Près de 1.300 auteurs se seraient déjà exprimés via le site dédié : on réalise bien, avec ce chiffre, que le scrutin préalable est loin d'être véritablement ouvert à tous. Les accès au site dépendent bien entendu du FIBD, ce qui semble nécessaire pour éviter un trucage des scrutins par n'importe quel quidam.

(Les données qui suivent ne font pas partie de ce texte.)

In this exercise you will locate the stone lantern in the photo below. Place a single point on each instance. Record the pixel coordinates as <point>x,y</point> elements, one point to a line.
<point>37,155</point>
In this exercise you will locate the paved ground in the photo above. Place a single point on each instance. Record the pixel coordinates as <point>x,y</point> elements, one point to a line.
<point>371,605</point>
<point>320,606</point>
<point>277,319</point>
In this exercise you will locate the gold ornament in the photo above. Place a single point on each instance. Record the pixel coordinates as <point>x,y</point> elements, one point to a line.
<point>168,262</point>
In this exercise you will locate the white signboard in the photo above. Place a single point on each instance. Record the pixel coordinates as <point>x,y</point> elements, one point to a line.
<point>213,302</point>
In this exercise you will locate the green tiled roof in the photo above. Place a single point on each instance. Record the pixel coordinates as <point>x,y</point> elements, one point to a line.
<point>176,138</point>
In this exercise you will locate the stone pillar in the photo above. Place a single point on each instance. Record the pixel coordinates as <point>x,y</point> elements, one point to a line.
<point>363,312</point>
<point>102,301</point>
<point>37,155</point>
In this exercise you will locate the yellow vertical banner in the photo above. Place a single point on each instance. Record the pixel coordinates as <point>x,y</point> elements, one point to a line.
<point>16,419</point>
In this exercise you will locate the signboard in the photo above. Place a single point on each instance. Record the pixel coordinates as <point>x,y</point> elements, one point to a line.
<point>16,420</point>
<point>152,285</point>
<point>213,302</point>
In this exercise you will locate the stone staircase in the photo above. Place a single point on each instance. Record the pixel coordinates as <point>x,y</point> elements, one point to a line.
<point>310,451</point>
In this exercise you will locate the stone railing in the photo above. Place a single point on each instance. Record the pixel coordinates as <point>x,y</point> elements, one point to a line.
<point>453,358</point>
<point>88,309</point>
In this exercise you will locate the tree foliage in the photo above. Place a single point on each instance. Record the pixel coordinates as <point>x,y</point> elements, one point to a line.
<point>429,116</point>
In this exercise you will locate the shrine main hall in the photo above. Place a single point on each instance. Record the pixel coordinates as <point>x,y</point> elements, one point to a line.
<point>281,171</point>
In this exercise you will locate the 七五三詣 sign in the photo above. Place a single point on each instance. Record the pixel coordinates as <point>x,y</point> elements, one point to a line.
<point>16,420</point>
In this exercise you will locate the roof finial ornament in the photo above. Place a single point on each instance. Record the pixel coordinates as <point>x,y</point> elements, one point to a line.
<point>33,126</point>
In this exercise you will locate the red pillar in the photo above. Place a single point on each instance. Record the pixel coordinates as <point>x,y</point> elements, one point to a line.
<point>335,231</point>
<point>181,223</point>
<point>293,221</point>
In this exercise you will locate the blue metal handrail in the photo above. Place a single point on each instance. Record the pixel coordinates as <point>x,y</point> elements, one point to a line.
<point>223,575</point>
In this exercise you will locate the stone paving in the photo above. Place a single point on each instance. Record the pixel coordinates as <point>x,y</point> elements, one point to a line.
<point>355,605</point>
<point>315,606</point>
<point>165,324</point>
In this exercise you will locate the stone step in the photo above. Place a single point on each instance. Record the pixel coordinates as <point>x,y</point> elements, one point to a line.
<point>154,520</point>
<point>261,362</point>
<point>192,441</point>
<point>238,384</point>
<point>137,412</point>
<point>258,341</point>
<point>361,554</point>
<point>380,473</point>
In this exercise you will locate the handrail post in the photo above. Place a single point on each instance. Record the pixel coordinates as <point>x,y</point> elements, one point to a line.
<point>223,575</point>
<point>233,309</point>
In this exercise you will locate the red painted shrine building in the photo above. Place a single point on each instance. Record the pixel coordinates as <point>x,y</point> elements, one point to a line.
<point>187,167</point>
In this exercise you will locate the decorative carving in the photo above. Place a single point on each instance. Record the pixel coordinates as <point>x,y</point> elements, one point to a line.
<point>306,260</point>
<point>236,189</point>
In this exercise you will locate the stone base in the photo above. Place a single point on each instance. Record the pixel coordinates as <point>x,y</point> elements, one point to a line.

Deux collèges ont été constitués : celui des auteurs et celui de l'Académie. Un premier tour, ouvert jusqu'à vendredi, permet aux deux collèges de choisir ensemble trois noms de la liste. À partir du 19 janvier, les trois noms arrivés en tête de ce vote électronique seront proposés séparément aux suffrages des deux collèges, lors d'un second tour, afin d'aboutir à la désignation du Grand Prix 2014, rappelle l'AFP.
Du côté des auteurs, le nouveau mode de scrutin satisfait, sans surprise. Trondheim, qui avait l'an passé dénoncé le mode de désignation final du lauréat, sans remettre en cause la légitimité de celui-ci, déclare : « Je trouve très bien le nouveau mode d'élection. D'autant qu'il y a déjà eu 2 élections au suffrage universel des auteurs dans les années 90 avec Goossens puis Crumb l'année suivante comme lauréats. Et à ce moment, les Grands prix n'avaient pas 50 % des voix comme maintenant. Et ils n'avaient pas été consultés non plus. Si les académiciens étaient capables de se mettre d'accord sur un nom, ils auraient de facto la majorité », note-t-il, contacté par email.